Colorado is not one of the 28 states that require people to wear seat belts in the back seats of cars, according to the Governors Highway Safety Association, (GHSA). In fact, except for people under age 18 (for whom buckling up is a primary enforcement law), Colorado’s seat belt law is a secondary law, meaning that law enforcement officers can only issue a ticket for not wearing a seat belt if there is “another citable traffic infraction,” GHSA writes.
As this blog has written, “Advocates for Highway & Auto Safety, a national coalition of insurance, consumer, health, safety and law enforcement organizations, has urged Colorado lawmakers to pass a primary enforcement seat belt law, as Jeffrey Leib has reported for the Denver Post.” Seat belt laws are in the news following the recent traffic accident in which math genius John Nash Jr. and his wife, Alicia, were killed in a New Jersey taxi crash in which they were not wearing seat belts.

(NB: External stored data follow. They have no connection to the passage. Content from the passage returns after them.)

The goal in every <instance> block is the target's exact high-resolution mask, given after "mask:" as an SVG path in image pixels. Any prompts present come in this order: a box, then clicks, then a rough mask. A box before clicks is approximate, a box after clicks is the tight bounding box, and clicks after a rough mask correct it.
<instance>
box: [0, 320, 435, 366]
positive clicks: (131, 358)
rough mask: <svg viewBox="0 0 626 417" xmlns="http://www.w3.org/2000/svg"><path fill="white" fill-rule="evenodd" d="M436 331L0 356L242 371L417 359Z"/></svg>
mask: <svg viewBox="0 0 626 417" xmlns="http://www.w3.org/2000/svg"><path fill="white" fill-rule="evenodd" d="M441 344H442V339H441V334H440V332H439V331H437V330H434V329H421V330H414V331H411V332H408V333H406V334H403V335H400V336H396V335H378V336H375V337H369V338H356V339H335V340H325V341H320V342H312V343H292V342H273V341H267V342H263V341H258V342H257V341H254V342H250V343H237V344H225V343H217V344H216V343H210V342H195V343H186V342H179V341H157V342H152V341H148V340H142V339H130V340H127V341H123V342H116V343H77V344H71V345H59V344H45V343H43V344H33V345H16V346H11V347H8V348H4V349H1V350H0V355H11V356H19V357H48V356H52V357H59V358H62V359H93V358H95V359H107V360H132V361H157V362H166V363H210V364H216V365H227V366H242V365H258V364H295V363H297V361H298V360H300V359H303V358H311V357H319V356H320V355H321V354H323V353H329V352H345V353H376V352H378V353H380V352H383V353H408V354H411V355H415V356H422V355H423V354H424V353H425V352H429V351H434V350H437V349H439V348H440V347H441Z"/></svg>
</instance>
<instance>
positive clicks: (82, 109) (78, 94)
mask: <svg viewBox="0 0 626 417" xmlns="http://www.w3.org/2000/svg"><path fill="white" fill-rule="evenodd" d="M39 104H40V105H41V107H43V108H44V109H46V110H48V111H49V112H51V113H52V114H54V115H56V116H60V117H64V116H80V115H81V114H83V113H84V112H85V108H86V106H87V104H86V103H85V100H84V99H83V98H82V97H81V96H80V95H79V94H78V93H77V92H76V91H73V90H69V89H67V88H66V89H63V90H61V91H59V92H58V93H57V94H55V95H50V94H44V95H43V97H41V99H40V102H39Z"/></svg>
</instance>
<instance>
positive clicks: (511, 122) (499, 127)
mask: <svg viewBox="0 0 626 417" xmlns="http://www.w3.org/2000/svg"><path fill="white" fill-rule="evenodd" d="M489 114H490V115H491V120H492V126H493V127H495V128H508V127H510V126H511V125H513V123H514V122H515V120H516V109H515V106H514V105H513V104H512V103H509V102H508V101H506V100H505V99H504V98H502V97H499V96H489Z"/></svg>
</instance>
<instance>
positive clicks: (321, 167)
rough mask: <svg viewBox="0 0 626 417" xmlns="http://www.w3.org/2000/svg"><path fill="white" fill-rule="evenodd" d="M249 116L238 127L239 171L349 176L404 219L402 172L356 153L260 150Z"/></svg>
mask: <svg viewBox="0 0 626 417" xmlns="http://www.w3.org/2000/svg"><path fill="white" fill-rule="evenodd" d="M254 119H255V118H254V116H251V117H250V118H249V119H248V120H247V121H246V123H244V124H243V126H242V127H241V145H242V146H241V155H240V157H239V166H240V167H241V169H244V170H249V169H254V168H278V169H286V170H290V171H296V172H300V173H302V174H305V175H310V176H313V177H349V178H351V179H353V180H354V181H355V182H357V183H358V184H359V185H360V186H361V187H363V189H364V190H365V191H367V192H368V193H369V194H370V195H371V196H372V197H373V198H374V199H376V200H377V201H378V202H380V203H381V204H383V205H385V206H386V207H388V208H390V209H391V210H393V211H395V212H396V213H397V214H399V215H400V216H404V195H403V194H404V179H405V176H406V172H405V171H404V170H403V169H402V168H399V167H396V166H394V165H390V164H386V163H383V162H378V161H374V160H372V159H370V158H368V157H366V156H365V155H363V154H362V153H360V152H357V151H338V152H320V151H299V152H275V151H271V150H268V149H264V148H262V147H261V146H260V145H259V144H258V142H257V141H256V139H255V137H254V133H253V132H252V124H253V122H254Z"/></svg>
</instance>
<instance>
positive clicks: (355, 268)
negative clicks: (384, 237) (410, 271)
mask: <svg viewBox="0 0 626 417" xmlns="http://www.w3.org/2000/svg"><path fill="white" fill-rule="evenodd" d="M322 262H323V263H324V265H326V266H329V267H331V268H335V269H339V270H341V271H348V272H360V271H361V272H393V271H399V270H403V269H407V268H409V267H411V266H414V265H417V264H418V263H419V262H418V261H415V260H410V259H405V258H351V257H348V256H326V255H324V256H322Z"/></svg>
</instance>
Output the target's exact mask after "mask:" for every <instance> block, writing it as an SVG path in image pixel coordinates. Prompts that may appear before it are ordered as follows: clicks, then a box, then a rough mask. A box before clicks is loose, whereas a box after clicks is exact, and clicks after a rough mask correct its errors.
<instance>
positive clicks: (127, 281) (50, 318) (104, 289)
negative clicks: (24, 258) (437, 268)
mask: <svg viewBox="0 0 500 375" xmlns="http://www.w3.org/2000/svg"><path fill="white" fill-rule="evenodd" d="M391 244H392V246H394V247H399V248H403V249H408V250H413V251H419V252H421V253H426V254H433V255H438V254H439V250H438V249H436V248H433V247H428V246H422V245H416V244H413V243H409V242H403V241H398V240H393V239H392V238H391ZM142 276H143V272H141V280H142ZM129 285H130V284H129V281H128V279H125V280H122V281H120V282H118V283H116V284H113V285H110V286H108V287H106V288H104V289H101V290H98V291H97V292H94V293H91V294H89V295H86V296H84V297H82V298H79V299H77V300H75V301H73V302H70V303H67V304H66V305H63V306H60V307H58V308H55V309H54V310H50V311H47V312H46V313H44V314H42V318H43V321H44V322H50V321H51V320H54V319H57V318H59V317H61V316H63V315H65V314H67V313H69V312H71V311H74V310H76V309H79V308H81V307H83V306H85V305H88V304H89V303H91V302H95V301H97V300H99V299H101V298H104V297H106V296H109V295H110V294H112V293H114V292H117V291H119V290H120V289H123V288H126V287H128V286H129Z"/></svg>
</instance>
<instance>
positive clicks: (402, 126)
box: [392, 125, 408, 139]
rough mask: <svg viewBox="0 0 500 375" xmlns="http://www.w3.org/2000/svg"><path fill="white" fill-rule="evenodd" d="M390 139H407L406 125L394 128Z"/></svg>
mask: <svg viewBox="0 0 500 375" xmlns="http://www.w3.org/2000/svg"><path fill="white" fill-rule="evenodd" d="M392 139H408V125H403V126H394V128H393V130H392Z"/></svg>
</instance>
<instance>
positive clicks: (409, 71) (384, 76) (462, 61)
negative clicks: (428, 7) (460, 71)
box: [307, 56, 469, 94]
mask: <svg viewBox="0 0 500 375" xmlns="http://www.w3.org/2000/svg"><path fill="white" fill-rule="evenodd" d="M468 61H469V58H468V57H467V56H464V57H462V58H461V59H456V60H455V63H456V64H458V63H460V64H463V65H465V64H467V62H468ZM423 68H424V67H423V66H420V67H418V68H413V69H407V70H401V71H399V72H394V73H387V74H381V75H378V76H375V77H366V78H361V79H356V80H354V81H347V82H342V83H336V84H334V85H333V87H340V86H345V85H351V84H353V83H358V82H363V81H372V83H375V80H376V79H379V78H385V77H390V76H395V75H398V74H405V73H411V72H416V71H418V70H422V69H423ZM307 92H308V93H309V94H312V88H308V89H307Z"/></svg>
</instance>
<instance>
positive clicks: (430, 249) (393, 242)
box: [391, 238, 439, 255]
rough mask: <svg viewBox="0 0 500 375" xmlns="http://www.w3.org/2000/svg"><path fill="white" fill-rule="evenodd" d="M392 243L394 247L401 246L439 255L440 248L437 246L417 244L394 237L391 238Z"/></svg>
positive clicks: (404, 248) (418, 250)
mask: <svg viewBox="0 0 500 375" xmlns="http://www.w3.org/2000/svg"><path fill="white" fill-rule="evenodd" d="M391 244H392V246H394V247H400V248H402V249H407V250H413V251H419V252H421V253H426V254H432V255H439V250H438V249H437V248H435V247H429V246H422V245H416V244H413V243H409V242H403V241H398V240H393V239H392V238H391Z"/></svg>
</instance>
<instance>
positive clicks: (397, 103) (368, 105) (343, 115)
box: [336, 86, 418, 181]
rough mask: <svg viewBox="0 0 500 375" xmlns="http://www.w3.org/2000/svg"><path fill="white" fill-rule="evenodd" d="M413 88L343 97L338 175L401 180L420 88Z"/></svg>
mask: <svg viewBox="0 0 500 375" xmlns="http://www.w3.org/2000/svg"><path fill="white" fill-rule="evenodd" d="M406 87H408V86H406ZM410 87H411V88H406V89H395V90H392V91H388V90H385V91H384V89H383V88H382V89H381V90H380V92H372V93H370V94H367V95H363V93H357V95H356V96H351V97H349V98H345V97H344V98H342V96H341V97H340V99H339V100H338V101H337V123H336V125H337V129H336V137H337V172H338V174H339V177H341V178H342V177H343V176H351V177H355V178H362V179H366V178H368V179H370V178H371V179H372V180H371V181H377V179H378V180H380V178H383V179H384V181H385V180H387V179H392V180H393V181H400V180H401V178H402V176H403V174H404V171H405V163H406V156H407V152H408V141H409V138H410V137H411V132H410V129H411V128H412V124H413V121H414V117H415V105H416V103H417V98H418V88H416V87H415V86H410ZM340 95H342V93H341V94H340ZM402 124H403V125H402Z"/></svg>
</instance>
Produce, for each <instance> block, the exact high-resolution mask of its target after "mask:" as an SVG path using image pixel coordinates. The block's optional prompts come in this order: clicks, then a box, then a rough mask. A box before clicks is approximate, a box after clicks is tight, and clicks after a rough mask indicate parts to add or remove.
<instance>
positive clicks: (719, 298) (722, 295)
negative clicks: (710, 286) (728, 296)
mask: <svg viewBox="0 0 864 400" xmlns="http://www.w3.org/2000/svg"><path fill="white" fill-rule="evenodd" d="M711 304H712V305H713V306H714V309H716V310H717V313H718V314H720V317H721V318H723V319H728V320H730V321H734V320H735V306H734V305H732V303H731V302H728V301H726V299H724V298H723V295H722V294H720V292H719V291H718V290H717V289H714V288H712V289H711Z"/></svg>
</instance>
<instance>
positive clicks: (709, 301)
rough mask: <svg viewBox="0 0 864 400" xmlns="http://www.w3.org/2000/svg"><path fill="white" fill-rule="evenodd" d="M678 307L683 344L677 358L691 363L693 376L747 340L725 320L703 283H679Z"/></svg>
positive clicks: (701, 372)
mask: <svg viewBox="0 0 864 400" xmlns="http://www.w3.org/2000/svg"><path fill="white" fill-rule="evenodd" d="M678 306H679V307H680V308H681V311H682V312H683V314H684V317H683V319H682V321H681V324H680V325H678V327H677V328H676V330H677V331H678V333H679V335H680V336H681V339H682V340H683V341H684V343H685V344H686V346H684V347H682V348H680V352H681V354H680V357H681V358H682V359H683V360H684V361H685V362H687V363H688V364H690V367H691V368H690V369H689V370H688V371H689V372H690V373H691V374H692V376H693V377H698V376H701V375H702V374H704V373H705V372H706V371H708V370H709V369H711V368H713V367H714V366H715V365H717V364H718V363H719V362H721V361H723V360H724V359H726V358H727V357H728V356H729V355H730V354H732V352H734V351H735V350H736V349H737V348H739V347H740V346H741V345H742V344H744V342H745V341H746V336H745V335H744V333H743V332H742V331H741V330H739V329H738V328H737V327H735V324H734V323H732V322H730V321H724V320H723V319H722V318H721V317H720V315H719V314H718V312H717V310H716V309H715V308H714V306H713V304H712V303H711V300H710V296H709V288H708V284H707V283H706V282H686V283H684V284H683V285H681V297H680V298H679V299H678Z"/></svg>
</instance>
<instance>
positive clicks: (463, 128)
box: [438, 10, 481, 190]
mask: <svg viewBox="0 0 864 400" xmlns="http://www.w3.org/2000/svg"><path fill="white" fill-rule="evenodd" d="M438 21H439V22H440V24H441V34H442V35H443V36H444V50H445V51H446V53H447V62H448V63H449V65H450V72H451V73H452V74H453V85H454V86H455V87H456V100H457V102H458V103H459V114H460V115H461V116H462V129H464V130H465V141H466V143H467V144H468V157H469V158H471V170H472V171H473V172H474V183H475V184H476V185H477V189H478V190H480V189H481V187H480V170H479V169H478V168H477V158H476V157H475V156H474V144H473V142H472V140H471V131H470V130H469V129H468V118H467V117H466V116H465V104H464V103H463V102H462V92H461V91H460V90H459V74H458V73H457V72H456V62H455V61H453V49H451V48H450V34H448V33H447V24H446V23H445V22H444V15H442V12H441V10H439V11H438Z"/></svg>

In an editorial appearing on NJ101.5, Steve Trevelise writes:
Much has been made about the fact that neither “Beautiful Mind” mathematician John Nash nor his wife were wearing seat belts when the cab they were riding in hit a guardrail ejecting them from the vehicle and killing them. The fact that the accident happened during the “Click It Or Ticket” campaign has also been brought up. One question I have is why weren’t they wearing it? Especially since New Jersey law requires seat belts for all passengers in the front and rear seats, one would think this would apply to passenger vehicles like cabs as well.
Inside Edition writes: “Experts hope that the deaths of the couple who inspired [the movie] A Beautiful Mind, will remind everyone yet again what’s at risk when they neglect to buckle up.” The Nash tragedy is just the latest car accident in the news in which people were killed or seriously injured when not wearing seat belts as passengers. In 1997, Princess Diana was not wearing her seat belt in the back seat of her chauffeured sedan in the crash that killed her, IE notes. 60 Minutes correspondent Bob Simon was not wearing his seat belt when he was killed in February on New York City’s West Side Highway while riding in the back seat of a Town Car; and actor/comedian Tracy Morgan was not wearing a seat belt when he suffered “grievous injuries” in a limo van that was struck by a Wal-Mart truck last summer, as IE writes.
Some Coloradans have not been too welcoming of the Colorado Department of Transportation’s seat-belt billboard campaign, as Michael Roberts writes for Westword. The campaign features such phrases as “Life or Death,” “Windshield Ejection,” and “Brain Damage,” he notes. Visitors to CDOT’s Facebook page were not shy about airing their outrage about the campaign, Roberts writes. In addition to quoting several commenters who used harsh language, Roberts reports that one commenter wrote, “How about ‘Stop reading our signs and watch out for potholes we are not fixing because we spent all our money on signs.’ ” Another commenter wrote: “I don’t bother looking at lame signs, I barely look at street signs,” as Roberts reports.
Colorado’s “Click it or Ticket” campaign urging people to buckle up is not the only such campaign, of course. In Utah, the state Highway Patrol is asking people to wear seat belts after a deadly holiday weekend in which there were nearly 200 crashes in that state, including one fatality, as Kirsten Nuñez writes for Fox13now.com. And in Nebraska, the Department of Health and Human Services is launching a “Seat Belts Are No Accident” campaign featuring newspaper ads showing people buckling themselves or family members into seat belts while thinking of others, writes Jay Withrow for Omaha.com. Utah does have primary seat belt laws covering all ages and all seats of cars, GHSA reports. Nebraska has only a secondary seat belt law, and like Colorado’s, it requires only front seat passengers to buckle up, according to GHSA.